New activity-recognition algorithm to be unveiled
Hamed Pirsiavash, a postdoc at MIT, and his former thesis advisor, Deva Ramanan of the University of California at Irvine, will present a new activity-recognition algorithm at IEEE's Conference on Computer Vision and Pattern Recognition, 24-27 June.
One of the advantages is that the algorithm’s execution time scales linearly with the size of the video file it’s searching. The algorithm is able to predict actions part of the way through in incomplete videos, which allows it to handle streamed videos and issue a probability that the action is of the type that it’s looking for. The amount of memory the algorithm requires is fixed, regardless of how many frames of video it’s already reviewed.
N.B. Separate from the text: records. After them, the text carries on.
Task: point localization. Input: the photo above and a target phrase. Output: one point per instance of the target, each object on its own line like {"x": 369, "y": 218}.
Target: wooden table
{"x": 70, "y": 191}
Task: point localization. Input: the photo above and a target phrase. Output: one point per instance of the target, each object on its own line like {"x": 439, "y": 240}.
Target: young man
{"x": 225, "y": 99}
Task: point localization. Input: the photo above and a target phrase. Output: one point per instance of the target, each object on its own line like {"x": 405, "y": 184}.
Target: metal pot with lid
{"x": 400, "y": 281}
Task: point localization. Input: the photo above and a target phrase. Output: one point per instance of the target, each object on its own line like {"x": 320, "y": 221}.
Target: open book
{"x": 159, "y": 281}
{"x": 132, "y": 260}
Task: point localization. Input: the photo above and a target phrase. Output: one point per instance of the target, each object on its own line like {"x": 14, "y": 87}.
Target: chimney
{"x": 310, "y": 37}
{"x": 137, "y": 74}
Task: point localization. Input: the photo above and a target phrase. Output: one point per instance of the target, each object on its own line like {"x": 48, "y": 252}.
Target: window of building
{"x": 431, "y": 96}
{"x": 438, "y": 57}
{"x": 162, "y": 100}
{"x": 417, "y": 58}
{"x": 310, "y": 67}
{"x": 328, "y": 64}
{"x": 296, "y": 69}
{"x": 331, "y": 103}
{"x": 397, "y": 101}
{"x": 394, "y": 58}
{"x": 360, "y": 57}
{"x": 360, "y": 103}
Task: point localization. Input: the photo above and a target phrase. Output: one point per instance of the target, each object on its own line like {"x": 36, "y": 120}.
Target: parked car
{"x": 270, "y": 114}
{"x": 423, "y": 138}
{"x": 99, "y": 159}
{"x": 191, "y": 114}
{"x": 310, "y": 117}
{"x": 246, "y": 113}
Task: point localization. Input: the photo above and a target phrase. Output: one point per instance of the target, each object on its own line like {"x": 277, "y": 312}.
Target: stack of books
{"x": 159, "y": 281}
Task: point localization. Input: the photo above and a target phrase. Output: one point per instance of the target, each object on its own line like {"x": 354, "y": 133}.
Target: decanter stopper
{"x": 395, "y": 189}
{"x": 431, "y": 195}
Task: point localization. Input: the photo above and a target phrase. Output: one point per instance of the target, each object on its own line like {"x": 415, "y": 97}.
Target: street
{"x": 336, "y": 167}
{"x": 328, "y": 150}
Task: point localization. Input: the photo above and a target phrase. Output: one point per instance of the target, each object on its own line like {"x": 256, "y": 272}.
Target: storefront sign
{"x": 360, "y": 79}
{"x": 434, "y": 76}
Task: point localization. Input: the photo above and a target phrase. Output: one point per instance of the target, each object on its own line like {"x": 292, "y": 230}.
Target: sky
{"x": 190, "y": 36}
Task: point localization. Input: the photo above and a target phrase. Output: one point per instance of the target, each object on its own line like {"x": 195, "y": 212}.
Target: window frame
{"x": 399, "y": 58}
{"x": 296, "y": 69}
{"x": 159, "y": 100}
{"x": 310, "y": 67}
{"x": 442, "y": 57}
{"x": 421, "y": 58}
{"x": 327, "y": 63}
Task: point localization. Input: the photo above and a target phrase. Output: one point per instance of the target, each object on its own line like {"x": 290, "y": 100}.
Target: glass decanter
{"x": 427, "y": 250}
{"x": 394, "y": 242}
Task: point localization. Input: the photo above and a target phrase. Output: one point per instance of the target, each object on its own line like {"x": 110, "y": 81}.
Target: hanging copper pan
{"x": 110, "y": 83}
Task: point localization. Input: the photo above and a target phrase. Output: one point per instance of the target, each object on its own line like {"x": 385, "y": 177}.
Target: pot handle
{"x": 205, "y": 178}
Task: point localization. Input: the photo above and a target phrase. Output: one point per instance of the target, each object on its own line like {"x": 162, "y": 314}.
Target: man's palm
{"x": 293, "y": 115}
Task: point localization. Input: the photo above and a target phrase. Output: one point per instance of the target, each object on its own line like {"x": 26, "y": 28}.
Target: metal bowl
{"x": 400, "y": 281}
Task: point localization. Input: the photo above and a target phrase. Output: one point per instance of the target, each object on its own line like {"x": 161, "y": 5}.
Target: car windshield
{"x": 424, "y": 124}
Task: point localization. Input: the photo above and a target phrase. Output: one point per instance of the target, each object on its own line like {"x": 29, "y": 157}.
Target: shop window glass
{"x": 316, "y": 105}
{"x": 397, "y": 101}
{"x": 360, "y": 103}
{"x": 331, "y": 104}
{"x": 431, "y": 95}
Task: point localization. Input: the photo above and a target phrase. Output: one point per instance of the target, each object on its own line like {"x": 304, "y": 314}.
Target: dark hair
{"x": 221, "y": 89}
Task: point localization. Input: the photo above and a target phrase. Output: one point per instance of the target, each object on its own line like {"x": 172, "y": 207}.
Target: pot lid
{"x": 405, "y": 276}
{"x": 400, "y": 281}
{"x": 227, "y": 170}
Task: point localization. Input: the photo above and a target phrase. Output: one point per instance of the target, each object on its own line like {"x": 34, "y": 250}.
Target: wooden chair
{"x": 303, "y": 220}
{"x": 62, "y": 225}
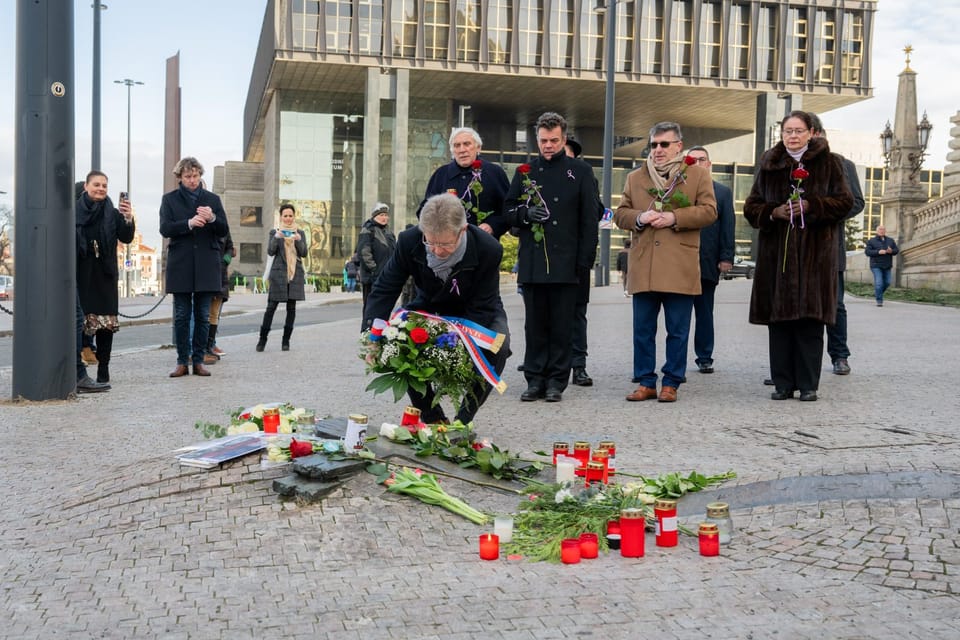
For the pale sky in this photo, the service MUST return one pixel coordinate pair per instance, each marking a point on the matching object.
(217, 40)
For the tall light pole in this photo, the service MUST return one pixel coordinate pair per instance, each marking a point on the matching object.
(609, 7)
(126, 261)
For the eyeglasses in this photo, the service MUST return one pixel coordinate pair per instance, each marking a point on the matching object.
(444, 245)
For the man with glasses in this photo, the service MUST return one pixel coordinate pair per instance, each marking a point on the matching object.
(554, 204)
(456, 269)
(716, 258)
(665, 203)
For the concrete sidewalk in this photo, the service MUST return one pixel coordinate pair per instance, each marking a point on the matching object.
(103, 535)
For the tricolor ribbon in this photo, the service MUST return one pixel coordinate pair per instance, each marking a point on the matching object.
(474, 338)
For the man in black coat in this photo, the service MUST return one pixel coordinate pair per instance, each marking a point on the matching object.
(480, 185)
(456, 269)
(554, 203)
(194, 221)
(716, 257)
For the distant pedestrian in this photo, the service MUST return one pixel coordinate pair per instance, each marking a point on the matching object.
(288, 246)
(881, 250)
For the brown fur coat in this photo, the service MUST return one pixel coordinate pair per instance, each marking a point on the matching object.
(796, 275)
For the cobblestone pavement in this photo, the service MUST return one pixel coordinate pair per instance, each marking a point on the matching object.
(102, 535)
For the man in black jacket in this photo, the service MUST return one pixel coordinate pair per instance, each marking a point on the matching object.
(456, 269)
(554, 203)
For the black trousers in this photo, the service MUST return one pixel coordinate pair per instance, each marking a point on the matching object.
(547, 328)
(796, 354)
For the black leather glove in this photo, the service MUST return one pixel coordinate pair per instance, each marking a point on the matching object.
(535, 214)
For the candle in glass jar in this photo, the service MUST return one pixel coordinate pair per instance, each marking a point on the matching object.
(589, 545)
(570, 551)
(666, 527)
(709, 539)
(489, 546)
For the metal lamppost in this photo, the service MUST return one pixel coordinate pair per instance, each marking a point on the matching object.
(126, 260)
(609, 7)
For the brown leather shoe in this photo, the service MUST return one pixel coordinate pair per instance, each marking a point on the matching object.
(180, 371)
(667, 394)
(642, 393)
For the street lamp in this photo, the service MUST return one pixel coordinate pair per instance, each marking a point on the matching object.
(126, 261)
(602, 278)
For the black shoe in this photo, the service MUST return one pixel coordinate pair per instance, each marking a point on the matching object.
(88, 385)
(581, 378)
(531, 394)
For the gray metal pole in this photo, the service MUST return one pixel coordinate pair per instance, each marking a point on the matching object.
(610, 33)
(44, 319)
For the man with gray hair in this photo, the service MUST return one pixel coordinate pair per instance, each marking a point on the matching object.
(456, 269)
(480, 185)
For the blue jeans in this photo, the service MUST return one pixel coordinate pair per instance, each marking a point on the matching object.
(197, 306)
(881, 281)
(677, 309)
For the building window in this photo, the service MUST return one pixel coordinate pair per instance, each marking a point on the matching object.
(251, 216)
(797, 43)
(739, 62)
(530, 32)
(711, 39)
(371, 26)
(561, 34)
(338, 14)
(823, 46)
(468, 30)
(250, 252)
(651, 37)
(306, 23)
(404, 18)
(851, 48)
(436, 29)
(767, 44)
(499, 21)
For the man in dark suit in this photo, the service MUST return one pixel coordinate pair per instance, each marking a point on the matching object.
(194, 221)
(716, 258)
(553, 201)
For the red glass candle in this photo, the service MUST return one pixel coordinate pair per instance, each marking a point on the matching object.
(589, 546)
(581, 451)
(666, 527)
(489, 546)
(271, 420)
(611, 448)
(709, 539)
(632, 533)
(570, 551)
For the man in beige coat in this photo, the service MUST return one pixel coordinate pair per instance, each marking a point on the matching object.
(665, 203)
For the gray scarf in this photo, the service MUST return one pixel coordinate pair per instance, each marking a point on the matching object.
(443, 266)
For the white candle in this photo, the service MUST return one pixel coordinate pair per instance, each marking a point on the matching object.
(566, 469)
(503, 527)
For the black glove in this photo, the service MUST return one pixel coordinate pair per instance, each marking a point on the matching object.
(535, 214)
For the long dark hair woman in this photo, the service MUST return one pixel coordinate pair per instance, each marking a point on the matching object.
(798, 197)
(288, 247)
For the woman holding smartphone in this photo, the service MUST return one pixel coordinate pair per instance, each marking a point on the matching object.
(100, 226)
(288, 247)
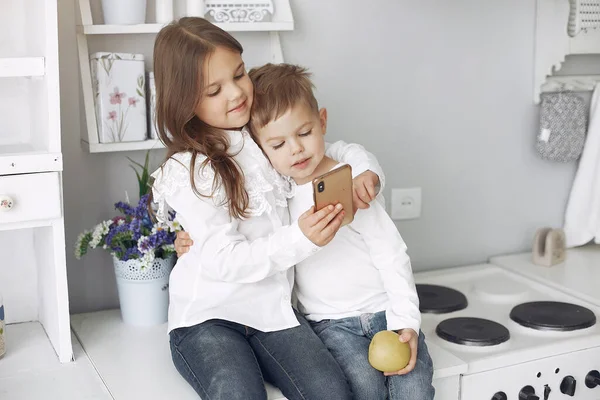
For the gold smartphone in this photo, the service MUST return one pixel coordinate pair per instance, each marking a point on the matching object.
(335, 187)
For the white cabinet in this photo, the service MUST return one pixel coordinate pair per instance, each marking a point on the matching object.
(33, 277)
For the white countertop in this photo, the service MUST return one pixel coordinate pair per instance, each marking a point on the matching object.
(578, 275)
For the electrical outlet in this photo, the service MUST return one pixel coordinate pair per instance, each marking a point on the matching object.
(406, 203)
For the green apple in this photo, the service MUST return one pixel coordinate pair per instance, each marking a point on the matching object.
(387, 353)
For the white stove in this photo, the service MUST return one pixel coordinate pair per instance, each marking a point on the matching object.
(520, 339)
(578, 275)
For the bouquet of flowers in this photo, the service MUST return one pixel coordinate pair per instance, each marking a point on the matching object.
(132, 235)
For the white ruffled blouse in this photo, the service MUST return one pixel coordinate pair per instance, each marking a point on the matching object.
(238, 270)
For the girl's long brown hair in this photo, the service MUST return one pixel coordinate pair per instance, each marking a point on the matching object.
(179, 54)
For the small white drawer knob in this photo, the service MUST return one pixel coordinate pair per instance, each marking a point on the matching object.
(6, 203)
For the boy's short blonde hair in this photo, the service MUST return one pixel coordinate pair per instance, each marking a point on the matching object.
(278, 88)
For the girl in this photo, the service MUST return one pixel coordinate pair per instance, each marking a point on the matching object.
(230, 318)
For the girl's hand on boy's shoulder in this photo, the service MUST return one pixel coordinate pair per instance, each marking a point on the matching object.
(412, 338)
(320, 227)
(183, 243)
(363, 188)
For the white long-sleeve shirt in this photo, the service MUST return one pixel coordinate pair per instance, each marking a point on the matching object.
(364, 269)
(238, 270)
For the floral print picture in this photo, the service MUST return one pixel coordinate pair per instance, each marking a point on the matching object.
(119, 86)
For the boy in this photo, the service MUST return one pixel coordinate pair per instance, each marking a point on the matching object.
(361, 282)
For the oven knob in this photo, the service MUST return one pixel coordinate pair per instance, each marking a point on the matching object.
(528, 393)
(567, 386)
(592, 379)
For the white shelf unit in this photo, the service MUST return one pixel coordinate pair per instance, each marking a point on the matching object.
(21, 67)
(553, 44)
(33, 272)
(282, 20)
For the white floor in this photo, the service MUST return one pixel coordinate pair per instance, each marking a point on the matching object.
(30, 369)
(113, 361)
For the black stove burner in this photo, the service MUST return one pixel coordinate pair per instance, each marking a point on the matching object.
(435, 299)
(552, 316)
(472, 331)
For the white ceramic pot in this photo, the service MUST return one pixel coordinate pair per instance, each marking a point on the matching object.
(144, 292)
(124, 12)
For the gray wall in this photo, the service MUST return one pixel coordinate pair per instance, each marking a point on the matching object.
(440, 91)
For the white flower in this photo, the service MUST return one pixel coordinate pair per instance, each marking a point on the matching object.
(99, 231)
(78, 244)
(173, 226)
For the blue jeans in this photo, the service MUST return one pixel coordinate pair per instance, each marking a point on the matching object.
(348, 340)
(226, 360)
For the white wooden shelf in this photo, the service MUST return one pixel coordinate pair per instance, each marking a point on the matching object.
(281, 20)
(144, 369)
(21, 67)
(576, 83)
(150, 144)
(553, 44)
(154, 28)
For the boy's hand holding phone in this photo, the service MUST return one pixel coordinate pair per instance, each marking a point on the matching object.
(321, 226)
(364, 189)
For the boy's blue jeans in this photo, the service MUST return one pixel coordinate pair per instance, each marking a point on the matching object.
(348, 340)
(225, 360)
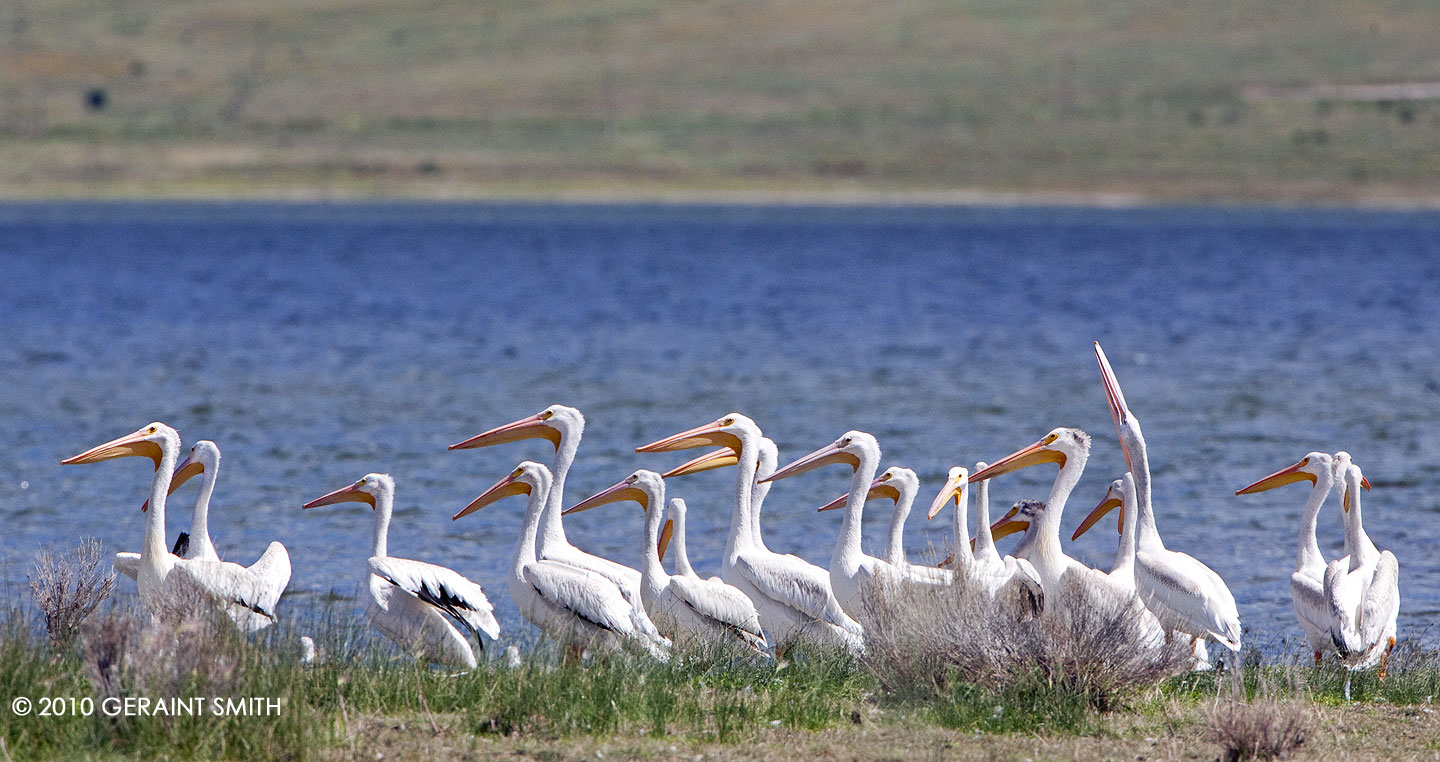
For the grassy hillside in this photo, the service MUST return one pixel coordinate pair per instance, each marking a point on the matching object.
(1159, 98)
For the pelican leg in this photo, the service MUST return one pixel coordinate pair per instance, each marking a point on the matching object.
(1384, 660)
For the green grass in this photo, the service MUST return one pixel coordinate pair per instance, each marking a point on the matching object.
(1164, 100)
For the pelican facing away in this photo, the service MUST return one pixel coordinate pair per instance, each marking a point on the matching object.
(169, 584)
(562, 427)
(687, 608)
(403, 598)
(1184, 594)
(981, 568)
(1362, 588)
(1308, 581)
(271, 569)
(582, 610)
(792, 597)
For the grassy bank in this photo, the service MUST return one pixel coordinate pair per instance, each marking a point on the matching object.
(1069, 98)
(365, 700)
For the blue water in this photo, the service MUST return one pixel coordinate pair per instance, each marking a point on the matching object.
(320, 342)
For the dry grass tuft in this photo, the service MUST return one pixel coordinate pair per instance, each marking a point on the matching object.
(930, 643)
(1263, 728)
(69, 588)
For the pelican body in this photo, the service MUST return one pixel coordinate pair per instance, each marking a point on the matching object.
(792, 597)
(406, 599)
(582, 610)
(686, 608)
(167, 584)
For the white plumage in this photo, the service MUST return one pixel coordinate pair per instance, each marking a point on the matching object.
(406, 599)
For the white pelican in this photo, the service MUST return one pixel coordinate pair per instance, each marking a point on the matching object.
(169, 584)
(582, 610)
(978, 566)
(403, 598)
(1308, 581)
(854, 575)
(687, 608)
(1070, 448)
(792, 597)
(1182, 592)
(271, 569)
(562, 427)
(1362, 588)
(899, 484)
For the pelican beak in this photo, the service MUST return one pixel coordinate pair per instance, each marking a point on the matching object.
(533, 427)
(1008, 525)
(617, 493)
(709, 461)
(955, 487)
(666, 532)
(1280, 478)
(825, 455)
(344, 494)
(707, 435)
(130, 444)
(1106, 506)
(1034, 454)
(504, 487)
(877, 489)
(189, 468)
(1119, 412)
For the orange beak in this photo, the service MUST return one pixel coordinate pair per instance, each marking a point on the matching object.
(1280, 478)
(1034, 454)
(506, 487)
(825, 455)
(707, 435)
(709, 461)
(127, 445)
(344, 494)
(533, 427)
(617, 493)
(1106, 506)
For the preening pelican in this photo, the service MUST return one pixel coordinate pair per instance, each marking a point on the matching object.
(271, 569)
(1308, 581)
(403, 598)
(854, 575)
(899, 484)
(687, 608)
(1362, 588)
(582, 610)
(978, 566)
(792, 597)
(562, 427)
(169, 584)
(1184, 594)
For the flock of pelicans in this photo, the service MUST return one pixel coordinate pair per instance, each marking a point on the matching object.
(765, 601)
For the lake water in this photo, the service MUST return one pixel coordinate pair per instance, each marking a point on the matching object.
(320, 342)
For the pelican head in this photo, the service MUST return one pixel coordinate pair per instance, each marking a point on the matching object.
(1056, 447)
(1113, 499)
(956, 487)
(150, 441)
(730, 431)
(641, 487)
(555, 424)
(889, 486)
(527, 478)
(1021, 517)
(366, 490)
(847, 450)
(1311, 467)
That means that, unlike many of its predecessors, it can handle video streams of any length.
The algorithm is based on the one used for natural language processing. ‘One of the challenging problems they try to solve is, if you have a sentence, you want to basically parse [scan and analyse] the sentence, saying what is the subject, what is the verb, what is the adverb,’ said Pirsiavash. ‘We see an analogy here, which is, if you have a complex action — like making tea or making coffee — that has some subactions, we can basically stitch together these subactions and look at each one as something like verb, adjective, and adverb.’
These subactions follow similar patterns to grammar; the order of actions is sometimes interchangeable, while some must occur in a certain order that is similar to the organisation of different word types. Using machine vision to learn these rules, Pirsiavash and Ramanan feed their algorithm training examples of videos depicting a particular action, and specify the number of subactions that the algorithm should look for. But they don’t give it any information about what those subactions are, or what the transitions between them look like.
The rules relating subactions are the key to the algorithm’s efficiency. As a video plays, the algorithm constructs a set of hypotheses about which subactions are being depicted where, and it ranks them according to probability. It can’t limit itself to a single hypothesis, as each new frame could require it to revise its probabilities. But it can eliminate hypotheses that don’t conform to its grammatical rules, which dramatically limits the number of possibilities it has to canvass.
The researchers tested their algorithm on eight different types of athletic activity with training videos taken from the internet. They found that, according to metrics standard in the field of computer vision, their algorithm identified new instances of the same activities more accurately than its predecessors.
Pirsiavash is particularly interested in possible medical applications of action detection. The proper execution of physical-therapy exercises, for instance, could have a grammar that’s distinct from improper execution; similarly, the return of motor function in patients with neurological damage could be identified by its unique grammar. Action-detection algorithms could also help determine whether, for instance, elderly patients remembered to take their medication — and issue alerts if they didn’t.